The bill shifts federal policy and funding to phase out subminimum wages and expand competitive, integrated employment for people with disabilities—raising wages and civil‑rights protections while imposing transition costs, administrative burdens, and short‑term risks for some workers and providers.
People with disabilities will gain substantially expanded access to competitive, integrated employment and supports instead of subminimum-wage certificate jobs, improving inclusion and long-term job prospects.
People with disabilities will see pay increases — including a phased path to at least the higher of federal/state minimums and to the full federal minimum within four years — raising incomes for formerly subminimum‑paid workers.
States, nonprofits, and employers will receive federal grant funding and dedicated appropriations (including $50M/year FY2026–2031) to support transitions to integrated employment, reducing some local fiscal burden for implementation.
Employers, state agencies, and taxpayers will face increased costs to raise wages, provide integrated supports, and administer transitions, which could strain budgets and affect hiring or service levels.
Some people with disabilities may experience short‑term disruption or risk losing existing placements as providers and employers restructure or close programs during the transition to integrated employment.
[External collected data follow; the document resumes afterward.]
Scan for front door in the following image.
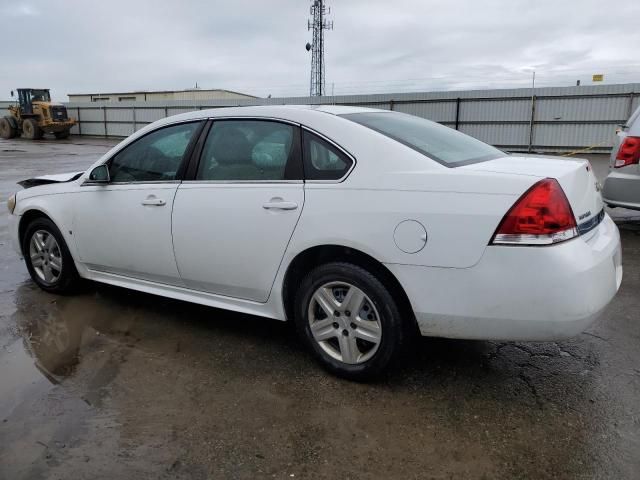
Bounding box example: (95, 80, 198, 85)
(18, 90, 32, 114)
(172, 119, 304, 302)
(73, 121, 203, 284)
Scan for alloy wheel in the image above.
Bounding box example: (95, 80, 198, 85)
(308, 281, 382, 364)
(29, 230, 63, 284)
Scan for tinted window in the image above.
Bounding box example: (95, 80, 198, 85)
(341, 112, 505, 167)
(303, 131, 353, 180)
(197, 120, 299, 181)
(109, 122, 201, 182)
(29, 89, 51, 102)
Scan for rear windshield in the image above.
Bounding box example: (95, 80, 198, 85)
(341, 112, 505, 167)
(625, 104, 640, 131)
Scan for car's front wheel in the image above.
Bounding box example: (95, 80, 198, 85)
(22, 217, 81, 294)
(294, 262, 406, 380)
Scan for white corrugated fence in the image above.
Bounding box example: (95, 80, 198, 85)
(2, 83, 639, 153)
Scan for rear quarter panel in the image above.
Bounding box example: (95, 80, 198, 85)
(285, 113, 540, 269)
(290, 170, 537, 269)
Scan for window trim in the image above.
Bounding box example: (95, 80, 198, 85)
(301, 126, 357, 183)
(83, 119, 206, 186)
(183, 117, 304, 184)
(183, 119, 213, 181)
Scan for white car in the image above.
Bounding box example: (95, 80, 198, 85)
(7, 105, 623, 379)
(602, 104, 640, 210)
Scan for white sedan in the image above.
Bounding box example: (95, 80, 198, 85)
(7, 105, 623, 379)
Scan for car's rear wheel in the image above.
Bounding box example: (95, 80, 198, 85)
(294, 262, 405, 380)
(22, 217, 81, 294)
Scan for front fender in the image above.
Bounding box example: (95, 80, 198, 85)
(15, 192, 82, 271)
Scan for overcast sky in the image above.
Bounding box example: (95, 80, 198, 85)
(1, 0, 639, 100)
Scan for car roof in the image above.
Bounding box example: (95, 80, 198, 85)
(153, 104, 391, 126)
(282, 104, 390, 115)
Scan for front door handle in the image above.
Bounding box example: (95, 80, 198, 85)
(262, 198, 298, 211)
(141, 196, 166, 206)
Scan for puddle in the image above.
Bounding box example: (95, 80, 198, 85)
(0, 337, 54, 417)
(0, 285, 139, 409)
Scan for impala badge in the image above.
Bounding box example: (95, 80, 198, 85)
(578, 210, 592, 221)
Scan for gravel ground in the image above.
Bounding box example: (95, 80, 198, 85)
(0, 136, 638, 479)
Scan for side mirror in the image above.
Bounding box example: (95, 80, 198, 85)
(88, 164, 110, 183)
(10, 90, 14, 97)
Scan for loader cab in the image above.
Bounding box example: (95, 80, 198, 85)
(16, 88, 51, 115)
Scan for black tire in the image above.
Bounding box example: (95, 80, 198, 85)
(54, 130, 70, 139)
(22, 217, 81, 294)
(294, 262, 406, 381)
(22, 118, 43, 140)
(0, 116, 17, 139)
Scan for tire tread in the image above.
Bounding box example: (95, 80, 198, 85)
(293, 261, 405, 381)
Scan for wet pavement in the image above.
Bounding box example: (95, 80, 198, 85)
(0, 137, 639, 479)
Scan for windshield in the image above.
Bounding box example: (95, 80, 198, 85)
(29, 90, 51, 102)
(341, 111, 505, 167)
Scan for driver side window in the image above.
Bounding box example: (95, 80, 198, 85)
(109, 122, 201, 182)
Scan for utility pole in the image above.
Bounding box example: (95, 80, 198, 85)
(306, 0, 333, 97)
(528, 70, 536, 153)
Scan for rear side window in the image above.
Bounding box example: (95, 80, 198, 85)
(341, 112, 505, 167)
(196, 120, 302, 181)
(302, 131, 353, 180)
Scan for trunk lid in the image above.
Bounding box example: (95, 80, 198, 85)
(463, 155, 604, 228)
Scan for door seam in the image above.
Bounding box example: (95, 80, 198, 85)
(264, 184, 306, 303)
(170, 183, 184, 280)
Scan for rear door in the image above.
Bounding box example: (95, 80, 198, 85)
(172, 119, 304, 302)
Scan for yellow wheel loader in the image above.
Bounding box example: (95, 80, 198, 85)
(0, 88, 76, 140)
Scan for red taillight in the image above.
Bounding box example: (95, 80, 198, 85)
(614, 136, 640, 168)
(491, 178, 577, 245)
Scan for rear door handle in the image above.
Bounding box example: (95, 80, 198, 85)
(141, 196, 166, 206)
(262, 199, 298, 211)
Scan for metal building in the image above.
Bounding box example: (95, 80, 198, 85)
(67, 88, 256, 103)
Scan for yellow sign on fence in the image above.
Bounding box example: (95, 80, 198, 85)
(592, 74, 604, 82)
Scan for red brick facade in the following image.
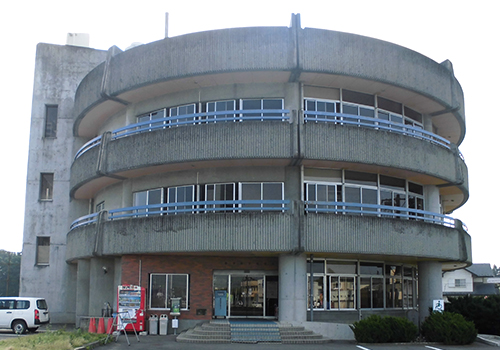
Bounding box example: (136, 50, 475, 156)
(121, 254, 279, 320)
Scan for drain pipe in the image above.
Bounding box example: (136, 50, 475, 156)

State agencies and local providers will face significant administrative and capacity burdens (applications, reporting, HCBS program changes), which could divert resources from direct services or delay implementation.
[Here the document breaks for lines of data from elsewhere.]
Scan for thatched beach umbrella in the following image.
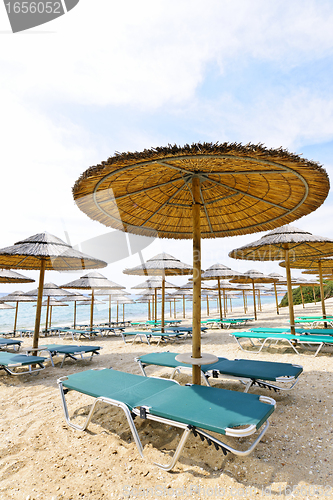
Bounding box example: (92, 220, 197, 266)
(73, 142, 329, 383)
(94, 288, 129, 324)
(61, 272, 123, 330)
(59, 292, 90, 329)
(0, 302, 15, 309)
(34, 298, 68, 330)
(229, 225, 333, 333)
(201, 263, 240, 319)
(230, 270, 279, 320)
(0, 291, 37, 334)
(0, 232, 106, 348)
(0, 269, 34, 284)
(26, 282, 76, 334)
(267, 272, 286, 314)
(131, 276, 177, 323)
(279, 256, 333, 320)
(124, 254, 191, 330)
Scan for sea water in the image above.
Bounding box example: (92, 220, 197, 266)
(0, 294, 277, 331)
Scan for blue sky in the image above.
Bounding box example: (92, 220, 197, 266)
(1, 0, 333, 291)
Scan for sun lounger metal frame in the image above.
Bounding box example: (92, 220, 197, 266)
(135, 352, 302, 392)
(231, 331, 333, 356)
(58, 368, 275, 471)
(0, 352, 46, 375)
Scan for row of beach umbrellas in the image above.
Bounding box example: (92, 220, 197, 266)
(0, 142, 332, 384)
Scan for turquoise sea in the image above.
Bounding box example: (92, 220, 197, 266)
(0, 294, 278, 331)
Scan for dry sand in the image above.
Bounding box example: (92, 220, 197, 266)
(1, 299, 333, 500)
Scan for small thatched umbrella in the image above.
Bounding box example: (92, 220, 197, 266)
(267, 272, 286, 314)
(201, 263, 240, 320)
(25, 283, 76, 334)
(73, 142, 329, 383)
(131, 276, 177, 323)
(34, 298, 68, 330)
(0, 302, 15, 309)
(111, 295, 134, 323)
(124, 254, 191, 330)
(230, 270, 279, 320)
(0, 232, 106, 348)
(279, 256, 333, 320)
(229, 225, 333, 333)
(94, 288, 129, 324)
(0, 291, 37, 334)
(61, 272, 124, 331)
(59, 292, 91, 329)
(0, 269, 34, 284)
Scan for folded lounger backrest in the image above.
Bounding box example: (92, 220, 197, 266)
(58, 368, 275, 471)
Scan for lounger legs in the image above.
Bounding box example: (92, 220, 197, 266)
(58, 380, 144, 458)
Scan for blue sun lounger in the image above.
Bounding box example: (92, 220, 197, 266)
(58, 368, 275, 471)
(0, 338, 22, 351)
(40, 344, 102, 368)
(0, 352, 46, 375)
(231, 331, 333, 356)
(135, 352, 303, 392)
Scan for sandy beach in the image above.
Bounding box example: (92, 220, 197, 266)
(0, 299, 332, 500)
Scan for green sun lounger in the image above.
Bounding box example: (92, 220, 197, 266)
(57, 328, 100, 341)
(119, 330, 185, 345)
(231, 331, 333, 356)
(41, 344, 102, 368)
(58, 368, 275, 471)
(294, 318, 333, 327)
(250, 327, 333, 336)
(0, 338, 22, 351)
(135, 352, 303, 392)
(0, 352, 46, 375)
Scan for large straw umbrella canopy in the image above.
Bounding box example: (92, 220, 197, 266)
(0, 232, 107, 348)
(201, 264, 241, 319)
(279, 256, 333, 320)
(229, 225, 333, 332)
(230, 270, 279, 320)
(124, 253, 192, 330)
(73, 142, 329, 384)
(0, 290, 37, 333)
(61, 272, 124, 330)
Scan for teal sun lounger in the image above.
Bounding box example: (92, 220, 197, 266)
(58, 368, 275, 471)
(231, 331, 333, 356)
(0, 338, 22, 351)
(135, 352, 303, 392)
(0, 352, 46, 375)
(119, 330, 186, 345)
(41, 344, 102, 368)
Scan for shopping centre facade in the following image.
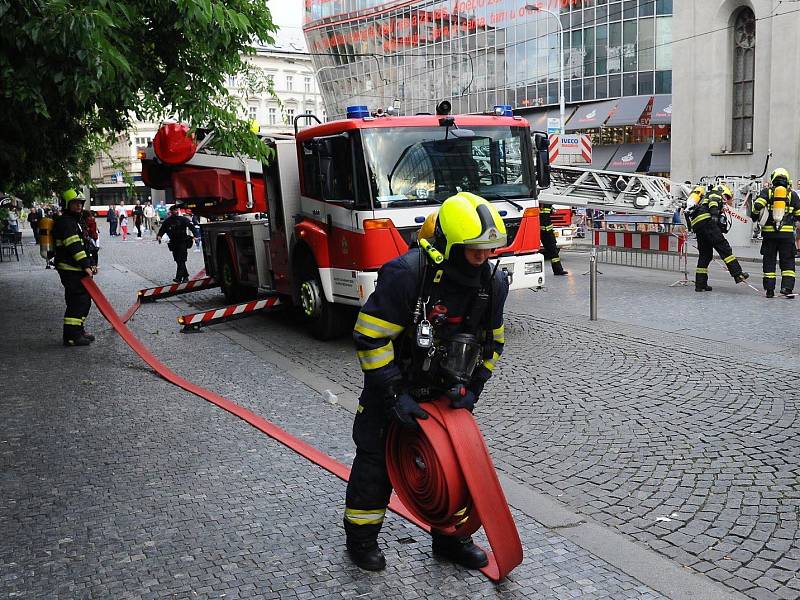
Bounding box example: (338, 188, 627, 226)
(303, 0, 673, 173)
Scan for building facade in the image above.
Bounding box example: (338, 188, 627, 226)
(671, 1, 800, 185)
(304, 0, 673, 120)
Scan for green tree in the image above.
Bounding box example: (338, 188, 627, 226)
(0, 0, 277, 194)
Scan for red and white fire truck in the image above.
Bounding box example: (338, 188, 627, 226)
(142, 105, 553, 338)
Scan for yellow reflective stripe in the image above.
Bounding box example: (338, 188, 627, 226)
(754, 199, 767, 208)
(63, 234, 81, 245)
(707, 201, 719, 208)
(64, 317, 83, 325)
(779, 226, 794, 232)
(344, 508, 386, 525)
(782, 270, 796, 277)
(762, 226, 776, 231)
(723, 255, 736, 264)
(54, 240, 63, 247)
(482, 351, 501, 372)
(357, 341, 394, 371)
(354, 312, 404, 339)
(492, 325, 505, 343)
(56, 262, 82, 271)
(695, 268, 708, 274)
(73, 250, 87, 261)
(764, 273, 776, 278)
(552, 257, 561, 263)
(690, 213, 711, 226)
(543, 225, 554, 231)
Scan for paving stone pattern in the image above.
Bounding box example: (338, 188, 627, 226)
(115, 237, 800, 600)
(1, 231, 667, 599)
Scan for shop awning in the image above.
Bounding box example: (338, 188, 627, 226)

Based on analysis of 13 sections of legislative text.
Phases out FLSA §14(c) subminimum wages over four years, bars new certificates, funds state grants/technical assistance, and requires evaluations and HCBS-compliant supports.
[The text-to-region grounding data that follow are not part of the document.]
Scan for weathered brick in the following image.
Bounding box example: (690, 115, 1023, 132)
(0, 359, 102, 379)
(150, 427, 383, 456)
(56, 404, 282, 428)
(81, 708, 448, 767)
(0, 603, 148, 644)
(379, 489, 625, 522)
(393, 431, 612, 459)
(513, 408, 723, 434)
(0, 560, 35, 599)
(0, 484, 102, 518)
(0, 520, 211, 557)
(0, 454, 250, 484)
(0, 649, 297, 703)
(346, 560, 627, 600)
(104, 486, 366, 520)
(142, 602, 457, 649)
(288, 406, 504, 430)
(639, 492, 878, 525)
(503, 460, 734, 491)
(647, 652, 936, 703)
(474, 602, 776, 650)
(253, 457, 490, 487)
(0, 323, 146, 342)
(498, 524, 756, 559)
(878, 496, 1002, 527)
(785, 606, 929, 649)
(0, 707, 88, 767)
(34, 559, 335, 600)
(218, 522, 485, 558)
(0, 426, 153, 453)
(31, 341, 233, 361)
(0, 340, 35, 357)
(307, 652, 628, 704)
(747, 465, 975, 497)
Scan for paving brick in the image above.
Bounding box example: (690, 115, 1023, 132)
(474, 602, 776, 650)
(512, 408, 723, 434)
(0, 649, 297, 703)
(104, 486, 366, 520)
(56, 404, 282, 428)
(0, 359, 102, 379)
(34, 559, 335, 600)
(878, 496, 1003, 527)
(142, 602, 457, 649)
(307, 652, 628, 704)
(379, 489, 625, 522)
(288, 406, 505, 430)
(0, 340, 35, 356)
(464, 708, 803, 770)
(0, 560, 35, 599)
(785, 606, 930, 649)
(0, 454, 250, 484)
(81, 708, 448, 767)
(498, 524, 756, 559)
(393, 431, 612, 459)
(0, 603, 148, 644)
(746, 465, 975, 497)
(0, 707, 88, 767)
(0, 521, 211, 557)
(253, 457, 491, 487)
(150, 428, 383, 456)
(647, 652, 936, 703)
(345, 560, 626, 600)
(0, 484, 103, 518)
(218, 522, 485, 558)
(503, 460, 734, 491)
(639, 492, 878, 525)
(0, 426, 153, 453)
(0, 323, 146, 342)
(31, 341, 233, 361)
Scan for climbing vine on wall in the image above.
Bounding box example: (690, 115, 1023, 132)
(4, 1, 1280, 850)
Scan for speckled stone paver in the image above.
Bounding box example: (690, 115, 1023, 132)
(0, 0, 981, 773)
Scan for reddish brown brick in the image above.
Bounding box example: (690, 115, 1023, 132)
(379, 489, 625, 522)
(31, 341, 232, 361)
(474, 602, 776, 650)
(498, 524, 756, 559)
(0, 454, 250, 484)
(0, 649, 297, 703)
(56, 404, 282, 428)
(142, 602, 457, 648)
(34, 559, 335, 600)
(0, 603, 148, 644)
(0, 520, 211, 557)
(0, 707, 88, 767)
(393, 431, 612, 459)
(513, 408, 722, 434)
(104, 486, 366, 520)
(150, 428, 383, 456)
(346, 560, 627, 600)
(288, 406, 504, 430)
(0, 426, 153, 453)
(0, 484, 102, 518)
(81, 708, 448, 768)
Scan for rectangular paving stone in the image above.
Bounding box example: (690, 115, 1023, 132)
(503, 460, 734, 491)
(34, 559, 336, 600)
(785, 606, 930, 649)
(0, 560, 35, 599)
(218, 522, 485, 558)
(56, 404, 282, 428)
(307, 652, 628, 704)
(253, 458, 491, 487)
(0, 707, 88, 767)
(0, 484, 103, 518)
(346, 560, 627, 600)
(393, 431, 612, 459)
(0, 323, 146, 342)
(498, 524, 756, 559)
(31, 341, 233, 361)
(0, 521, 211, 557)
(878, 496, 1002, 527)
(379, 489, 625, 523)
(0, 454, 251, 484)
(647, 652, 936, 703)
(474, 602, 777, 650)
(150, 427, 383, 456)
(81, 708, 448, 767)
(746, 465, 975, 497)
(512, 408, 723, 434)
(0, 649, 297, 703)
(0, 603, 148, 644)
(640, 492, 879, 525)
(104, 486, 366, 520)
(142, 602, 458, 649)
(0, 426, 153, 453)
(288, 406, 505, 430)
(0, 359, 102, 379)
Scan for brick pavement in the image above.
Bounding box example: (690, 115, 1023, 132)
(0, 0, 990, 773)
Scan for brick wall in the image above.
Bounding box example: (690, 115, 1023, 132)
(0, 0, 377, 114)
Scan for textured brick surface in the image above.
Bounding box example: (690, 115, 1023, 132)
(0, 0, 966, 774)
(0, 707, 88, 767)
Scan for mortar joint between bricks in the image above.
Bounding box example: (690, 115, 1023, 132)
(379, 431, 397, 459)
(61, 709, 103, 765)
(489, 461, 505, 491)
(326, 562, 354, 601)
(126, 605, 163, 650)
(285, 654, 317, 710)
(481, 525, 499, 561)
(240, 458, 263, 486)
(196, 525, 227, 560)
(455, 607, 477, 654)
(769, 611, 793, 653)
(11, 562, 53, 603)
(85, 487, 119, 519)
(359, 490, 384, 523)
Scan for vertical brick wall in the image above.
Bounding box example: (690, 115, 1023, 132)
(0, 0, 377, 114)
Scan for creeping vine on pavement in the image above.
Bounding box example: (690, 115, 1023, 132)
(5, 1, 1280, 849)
Introduced July 25, 2025 by Robert C. Scott · Last progress July 25, 2025
Requires the Department of Labor to fund and support state and other programs that help employers stop using FLSA §14(c) special certificates and move workers with disabilities into competitive integrated employment. It phases up the permitted subminimum wage over a four-year period to reach the full applicable minimum wage, bans new special certificates, sunsets existing certificates after the phase-in, and provides grants, technical assistance, and evaluations to support transitions and track outcomes. Authorizes $50 million per year (FY2026–2031) to carry out grant programs, a single national technical assistance award, and multi-year evaluations and reporting. The law sets reporting and data requirements, requires services funded to comply with the HCBS rule, and defines key terms like competitive integrated employment and integrated services.